Stanley stared at it too. He slurped his tea.
‘Yup,’ he said.
Rasmussen ground her teeth.
‘Ask me then,’ she said.
‘But I know,’ said Stanley.
‘Just ask me!’ hissed Rasmussen.
‘Okay!’ said Stanley. ‘What’s the only thing you can find in the heart of the darkest forest, with ancient trees and mysterious civilisations all around?’
‘Adventure!’ said Rasmussen, with a grin.
‘Oh right!’ said Stanley with a smile. ‘I was thinking “creepy crawlies”. But adventure is much better. Well done.’
As they stoo
d up to leave, a crackling noise made Stanley stop in his tracks.

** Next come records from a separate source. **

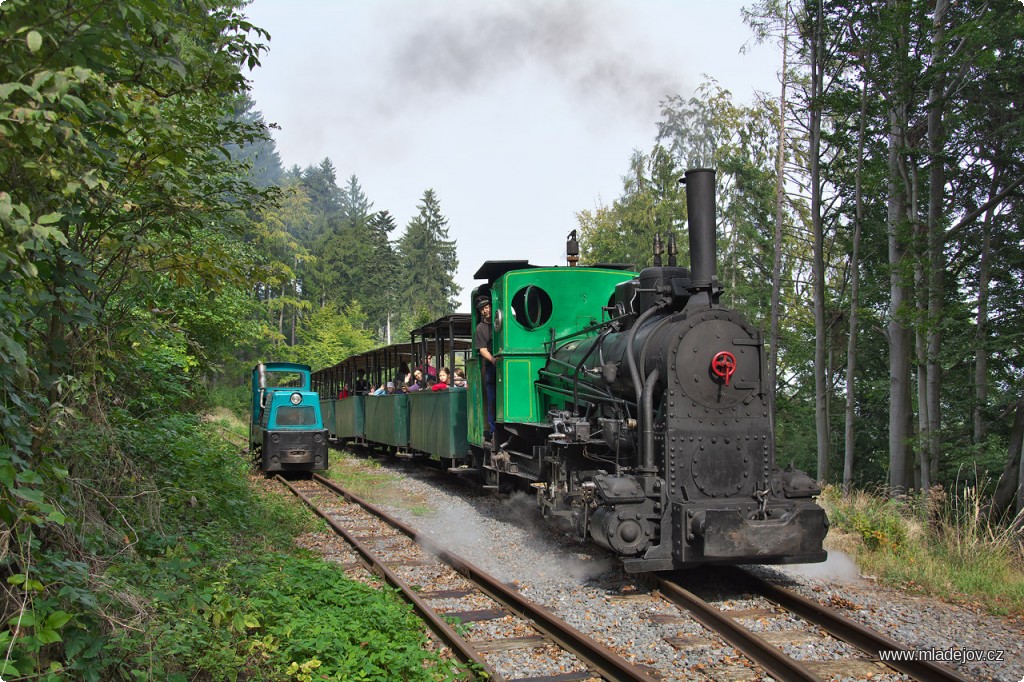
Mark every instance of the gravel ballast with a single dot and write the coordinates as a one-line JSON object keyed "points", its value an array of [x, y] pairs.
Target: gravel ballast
{"points": [[584, 585]]}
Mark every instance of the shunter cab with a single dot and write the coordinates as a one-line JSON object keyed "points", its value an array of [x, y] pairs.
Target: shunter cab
{"points": [[286, 428]]}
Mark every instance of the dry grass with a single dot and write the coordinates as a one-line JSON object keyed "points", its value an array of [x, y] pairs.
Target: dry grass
{"points": [[938, 544]]}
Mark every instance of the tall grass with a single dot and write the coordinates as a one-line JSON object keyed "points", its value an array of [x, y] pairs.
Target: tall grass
{"points": [[936, 543]]}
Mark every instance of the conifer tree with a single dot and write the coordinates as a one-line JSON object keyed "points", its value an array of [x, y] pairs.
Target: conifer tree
{"points": [[428, 264]]}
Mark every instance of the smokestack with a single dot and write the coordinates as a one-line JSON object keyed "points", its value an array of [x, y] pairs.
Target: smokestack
{"points": [[700, 216], [571, 249]]}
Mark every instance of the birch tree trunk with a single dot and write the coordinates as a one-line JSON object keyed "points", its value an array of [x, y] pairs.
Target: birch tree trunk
{"points": [[820, 331], [936, 241], [851, 346], [981, 328], [900, 342]]}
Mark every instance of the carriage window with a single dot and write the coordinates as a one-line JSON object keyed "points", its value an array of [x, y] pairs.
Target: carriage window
{"points": [[531, 306], [304, 416]]}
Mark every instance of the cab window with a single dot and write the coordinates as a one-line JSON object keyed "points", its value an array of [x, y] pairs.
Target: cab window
{"points": [[301, 416]]}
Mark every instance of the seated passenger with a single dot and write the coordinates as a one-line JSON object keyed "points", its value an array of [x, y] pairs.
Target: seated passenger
{"points": [[417, 383], [442, 379], [403, 377], [361, 384]]}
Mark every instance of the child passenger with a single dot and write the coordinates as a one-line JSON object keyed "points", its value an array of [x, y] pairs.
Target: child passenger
{"points": [[442, 378]]}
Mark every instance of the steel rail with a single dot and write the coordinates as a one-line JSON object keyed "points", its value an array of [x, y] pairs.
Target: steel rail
{"points": [[865, 639], [466, 652], [778, 665], [600, 659]]}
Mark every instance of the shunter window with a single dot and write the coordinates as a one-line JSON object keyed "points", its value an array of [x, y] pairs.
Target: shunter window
{"points": [[301, 416], [531, 306]]}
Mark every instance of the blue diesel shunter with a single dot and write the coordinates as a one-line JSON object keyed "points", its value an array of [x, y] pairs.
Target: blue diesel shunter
{"points": [[286, 428]]}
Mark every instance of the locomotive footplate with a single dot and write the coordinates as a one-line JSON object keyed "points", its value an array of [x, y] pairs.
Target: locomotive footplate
{"points": [[296, 457], [795, 538]]}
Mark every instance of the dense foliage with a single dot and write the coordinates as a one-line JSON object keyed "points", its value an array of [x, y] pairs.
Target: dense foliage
{"points": [[869, 216], [140, 199]]}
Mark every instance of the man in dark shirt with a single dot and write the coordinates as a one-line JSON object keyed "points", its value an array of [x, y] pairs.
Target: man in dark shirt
{"points": [[481, 341], [361, 385]]}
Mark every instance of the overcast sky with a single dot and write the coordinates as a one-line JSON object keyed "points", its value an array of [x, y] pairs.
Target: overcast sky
{"points": [[517, 113]]}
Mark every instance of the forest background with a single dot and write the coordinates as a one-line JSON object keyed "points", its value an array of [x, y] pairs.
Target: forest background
{"points": [[155, 247]]}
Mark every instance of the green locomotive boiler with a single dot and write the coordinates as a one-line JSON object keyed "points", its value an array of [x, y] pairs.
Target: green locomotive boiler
{"points": [[286, 428], [636, 406]]}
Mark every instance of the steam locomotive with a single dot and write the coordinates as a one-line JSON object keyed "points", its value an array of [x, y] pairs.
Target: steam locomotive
{"points": [[636, 406]]}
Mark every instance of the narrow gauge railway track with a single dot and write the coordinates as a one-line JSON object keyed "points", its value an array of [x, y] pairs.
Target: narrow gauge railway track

‘The Examinator!’ he said.
‘No time!’ said Rasmussen. ‘We’ve got to tell the Captain that we’ve worked out where the Sumbaroon is going.’
‘But we don’t know … we just suspect. We don’t even know if the Sumbaroon can go up a river! Anyway, why is the Examinator crackling? It’s not lesson time.’
The Examinator was a large box on a desk in Stanley’s room. It had two aerials poking out of the top, and a glass valve on the side that got hot. In front was a shell-shaped object with ‘Speak Here’ written on it. Stanley used it to communicate with his parents, who were also its inventors. They were back in his home village of Mirrorwater. His mother was a teacher, so he also had lessons over the Examinator every day. But it had never spontaneously crackled into life before. At least, not when he’d been in the room. A light flashed, and a needle in a little dial moved from ‘Nobody There’ to ‘Who’s This?’.
A voice spoke from the little mesh on the front of the contraption.
‘This is Big Dipper, come in? Big Dipper to anyone out there, come in?’
‘How can we come in? We are in!’ said Rasmussen sharply.
‘Shh!’ said Stanley. ‘She can’t hear you. Who’s Big Dipper anyway? Silly name.’
‘Why Big Dipper?’ said a girl’s voice from the speaker. ‘Silly name.’
‘There’s a boy and a girl,’ said Rasmussen. ‘She sounds very cross.’
‘Big Dipper!’ said the boy on the Examinator. ‘Because we’re big and we dip under the water! We can’t very well go around saying “Grand Sumbaroon”, can we? What would Captain Zebediah say?’
Stanley and Rasmussen’s jaws hit the floor. Literally, as they both fell over with the shock.
‘Who cares what he says?’ said the Examinator girl. ‘I’m even beginning to think he might not be quite the hero he pretends to be …’
‘Shhh!’ said the boy. ‘That’s mutiny! Anyway, there’s no-one out there to hear us. Probably for the best, as we won’t be able to get much reception once we’re swimming up the Great Brown Greasy Rococo River anyway. This is Big Dipper, signing out. 10-40 big buddy.’